Even if the company leadership will remain the same, the organizational changes that companies frequently make could, and likely will, impact a company's contracting partners. It may be that an acquisition results in a significant change to the business or a merger essentially dissolves what had previously existed. Entire segments of a business may disappear, as well as portions of the company’s personnel. These are obviously situations that would require contracts to be revisited and perhaps canceled, so there should be a separate clause addressing this as well.
The way in which this type of clause is covered will really depend on which company is likely to acquire other companies as opposed to the company that is more likely to be acquired by a larger enterprise. In both scenarios, however, the other party to the contract should have the option of backing out because these changes sometimes just do not make sense for the relationship.
This is a tougher clause to include, but nonetheless important to take into consideration. There are some businesses that are extremely market or economy-sensitive. For example, interest rates and lending standards greatly influence real estate activity. Thus, certain real estate-related businesses are going to feel the effects of any downturns. For companies that depend on the success of a specific sector, any such downturn may prove too much to overcome and thus strategic defaults may be necessary.

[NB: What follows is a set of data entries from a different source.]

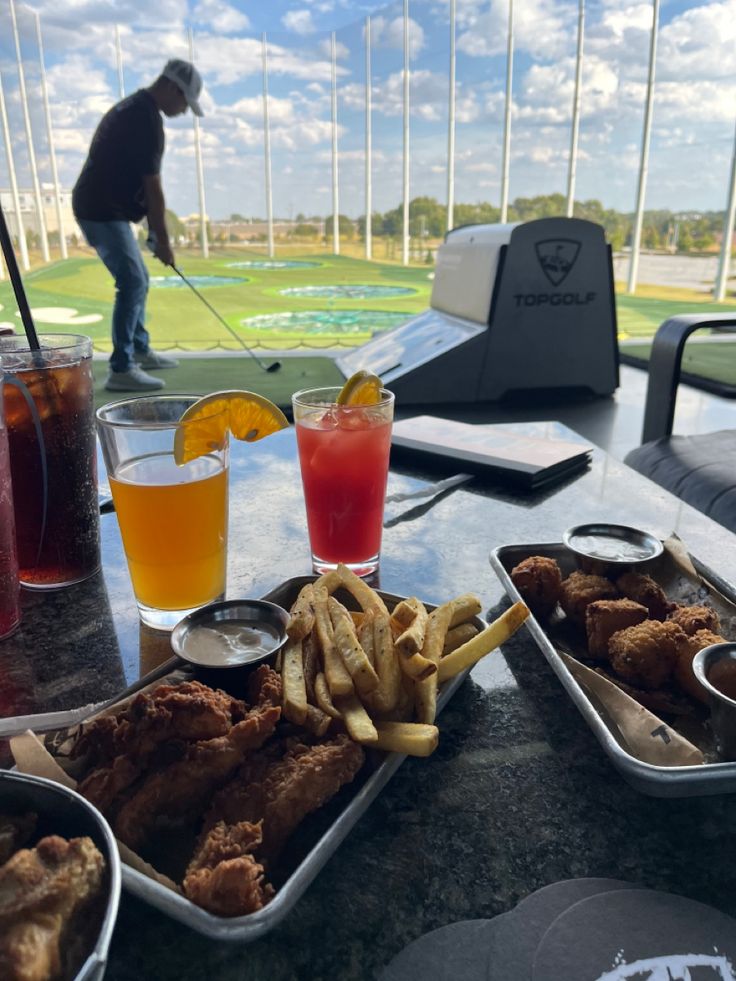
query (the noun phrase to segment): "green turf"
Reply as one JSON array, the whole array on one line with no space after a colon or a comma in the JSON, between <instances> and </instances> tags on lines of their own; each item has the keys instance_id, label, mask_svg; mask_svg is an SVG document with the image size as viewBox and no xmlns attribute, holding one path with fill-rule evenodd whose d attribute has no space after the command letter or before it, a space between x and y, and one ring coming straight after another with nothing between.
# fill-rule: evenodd
<instances>
[{"instance_id":1,"label":"green turf","mask_svg":"<svg viewBox=\"0 0 736 981\"><path fill-rule=\"evenodd\" d=\"M621 354L629 364L646 367L651 352L651 344L621 344ZM733 397L736 395L736 343L686 344L682 355L682 376L695 384L699 378L713 382L714 385L707 386L710 391Z\"/></svg>"},{"instance_id":2,"label":"green turf","mask_svg":"<svg viewBox=\"0 0 736 981\"><path fill-rule=\"evenodd\" d=\"M271 360L264 358L266 364ZM301 388L342 385L345 380L331 358L283 358L279 361L280 370L267 373L248 357L187 357L180 360L178 368L151 374L166 382L164 393L206 395L227 389L245 389L265 395L284 410L290 408L292 394ZM105 361L95 361L93 367L96 407L134 397L136 393L108 392L103 388L107 377Z\"/></svg>"},{"instance_id":3,"label":"green turf","mask_svg":"<svg viewBox=\"0 0 736 981\"><path fill-rule=\"evenodd\" d=\"M664 292L664 287L663 287ZM672 300L651 296L616 296L619 339L629 337L652 337L657 327L668 317L680 313L731 313L736 311L734 303L713 303L709 296L702 301Z\"/></svg>"},{"instance_id":4,"label":"green turf","mask_svg":"<svg viewBox=\"0 0 736 981\"><path fill-rule=\"evenodd\" d=\"M242 250L220 253L203 259L182 250L177 256L185 276L238 276L247 282L228 286L204 287L200 290L209 303L251 347L263 350L288 351L305 346L314 350L334 347L354 347L365 343L371 333L364 330L349 335L320 333L306 336L304 331L261 332L243 327L246 317L296 310L388 310L405 313L407 317L426 310L432 283L426 266L402 268L381 262L366 262L334 255L304 255L321 265L306 269L233 269L228 263L261 258ZM152 276L174 275L159 262L146 257ZM416 292L408 296L384 299L337 300L310 297L282 296L280 289L292 286L332 284L381 284L410 287ZM26 291L32 308L70 307L81 315L99 314L102 319L93 324L54 326L37 318L39 331L74 331L90 336L98 351L110 350L110 315L113 301L112 280L102 263L94 257L72 258L55 262L25 276ZM13 305L10 283L0 283L0 305L6 308L0 320L9 319L7 308ZM166 350L180 347L185 350L207 351L215 348L237 350L238 344L228 334L206 306L183 286L179 289L152 288L148 298L148 326L154 346Z\"/></svg>"}]
</instances>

However, if a company makes an effort to plan for this possibility, to whatever extent it is able, it may be feasible to downsize or temporarily stall until the economy improves, such as by getting out of some contractual obligations or the contract altogether. Granted, this may not seem like something that other parties would even be willing to consider, but contracts ultimately require a lot of give and take, and some kind of accord can be struck with the right amount of compromise. It is better to have a strategy planned out in advance than stubbornly demand compliance when breach may simply become unavoidable. And, if and when this does happen, the situation is far more likely to devolve into contentious and costly litigation.
In general, including this sort of clause in contracts is fairly standard, especially contracts that involve frequent deliveries or sourcing components from abroad. No one can predict or control things like weather or acts of terrorism, but when they happen, and they clearly do, they are bound to have a substantial effect on countless companies. As a result, it would be downright foolish not to factor these potential "acts of God" into the contract to provide some level of protection when they occur, and they will occur.
Even if there is a good faith principle that companies must recognize circumstances beyond the other party’s control and offer some level of understanding, this does not always happen. Thus, it is best to future-proof the contract for any such occurrences by ensuring that there is a clearly delineated force majeure clause.
Contracts are obviously meant to obligate their signatories to specific terms and conditions, but they can still be drafted in a fashion that affords the parties occasional leniency. The key is to be forward thinking and flexible, and more importantly, to plan accordingly.